3. Wall Calf Stretch.

Stand a distance from a wall, approximately arm's length. Press your hands firmly onto the wall, letting your body be in a diagonal position. Step one foot further to the back and straighten it, while keeping the front leg slightly bent. Keep the back of your feet as close to the ground as possible. Hold in the position, make sure your body is in a straight line, and breathe normally. Hold the stretch for 30 seconds to 1 minute, then repeat with the other leg.


4. Seated Forward Fold.

Sit down on the mat and extend both legs straight out to the front. Reach your fingers towards your toes as far as you can. If you cannot reach your toes, just extend your fingers to wherever you can that you feel stretched. Hold in the position and breathe normally. Hold the stretch for 30 seconds to 1 minute.


5. Side Leg Lifts.

Stand straight up, then lift one leg outwards to the side, at about 45-degree angle, while keeping your toes pointing forward. If you are flexible enough, you can also lift your leg higher. If you cannot balance, hold onto a wall or a chair. Hold in the position, still standing tall, and breathe normally. Hold the stretch for 30 seconds to 1 minute, then repeat with the other leg.


6. Standing Quad Stretch.

Stand straight up, and bend one leg so that the feet is touching your butt. Hold your feet close to your butt, and make sure your leg is stretched straight down and not to the side. If you cannot balance, hold onto a wall or a chair. Hold in the position, still standing tall, and breathe normally. Hold the stretch for 30 seconds to 1 minute, then repeat with the other leg.


7. Superman.

Lie down flat on your stomach. Extend your hands to the front and legs to the back. Slowly lift your hands and legs above the ground. Hold in the position, keep your body flat, and breathe normally. Hold the stretch for 30 seconds to 1 minute.


8. Bridge.

Lie down flat on your back and bend your knees. You can put your hands either on the mat or off the ground. Push your hips upwards. Hold in the position and breathe normally. Hold the stretch for 30 seconds to 1 minute.


9. Standing Forward Fold.

Stand straight up. Bend your upper body down towards your legs. You can open your legs slightly wider so that they do not bend, or you can also bend your legs. Reach your fingers down to your toes. Hold in the position and breathe normally. Hold the stretch for 30 seconds to 1 minute.

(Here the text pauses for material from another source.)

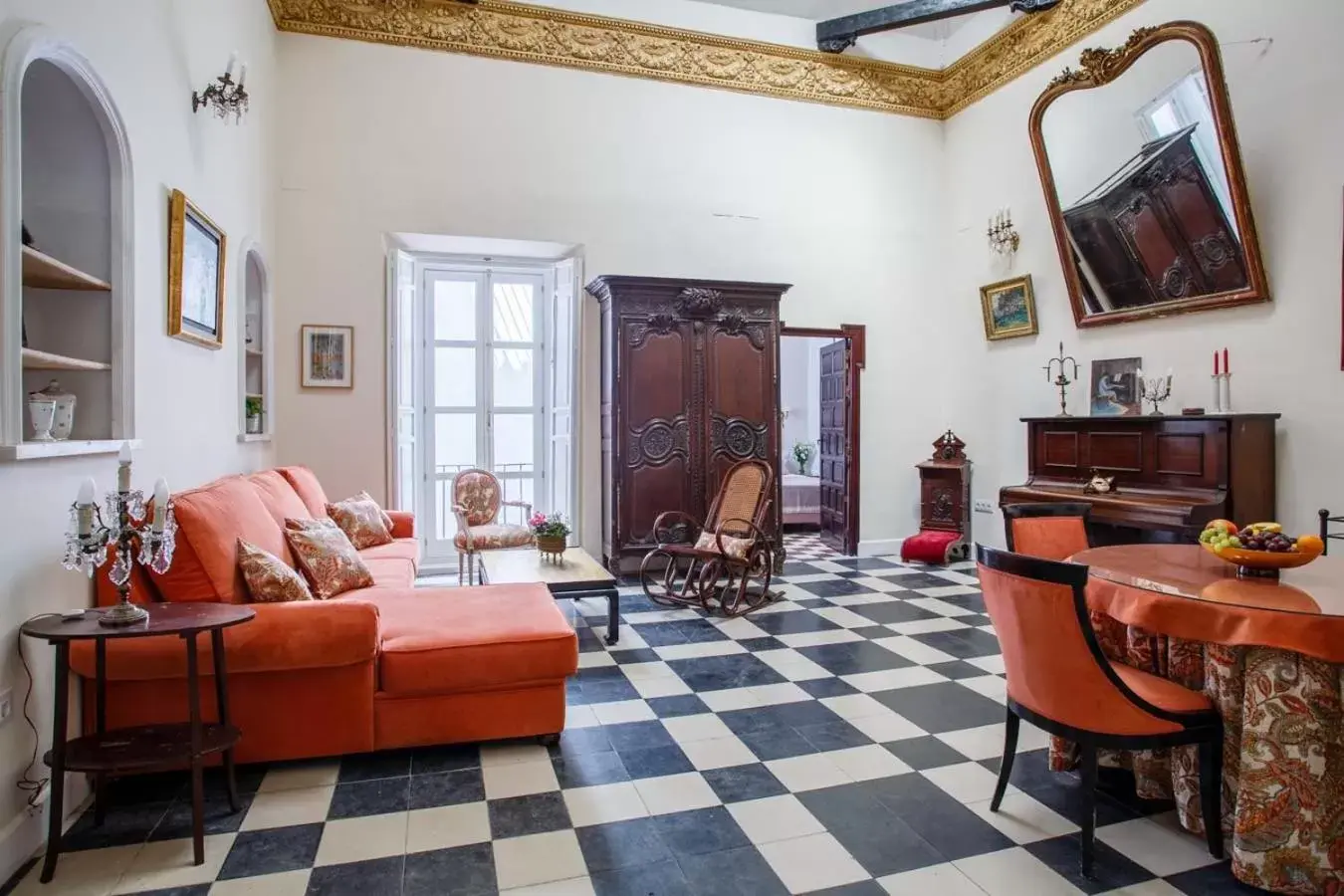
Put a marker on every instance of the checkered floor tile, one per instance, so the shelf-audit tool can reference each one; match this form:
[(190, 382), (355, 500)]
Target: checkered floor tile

10. Lying Full Body Stretch.

Lie down flat on your back. Extend your hands and legs away from your body. Hold in the position, keep your body stretched, and breathe normally. Hold the stretch for 30 seconds to 1 minute.


With these stretches, you will be able to see a difference in your height! But of course, you do need consistency and patience in order to see results, as they cannot expect any increase in height if you only do it for a week, or you expect to see results a few days time. If you want to get those long legs, then it is crucial to be committed and determined with the stretches.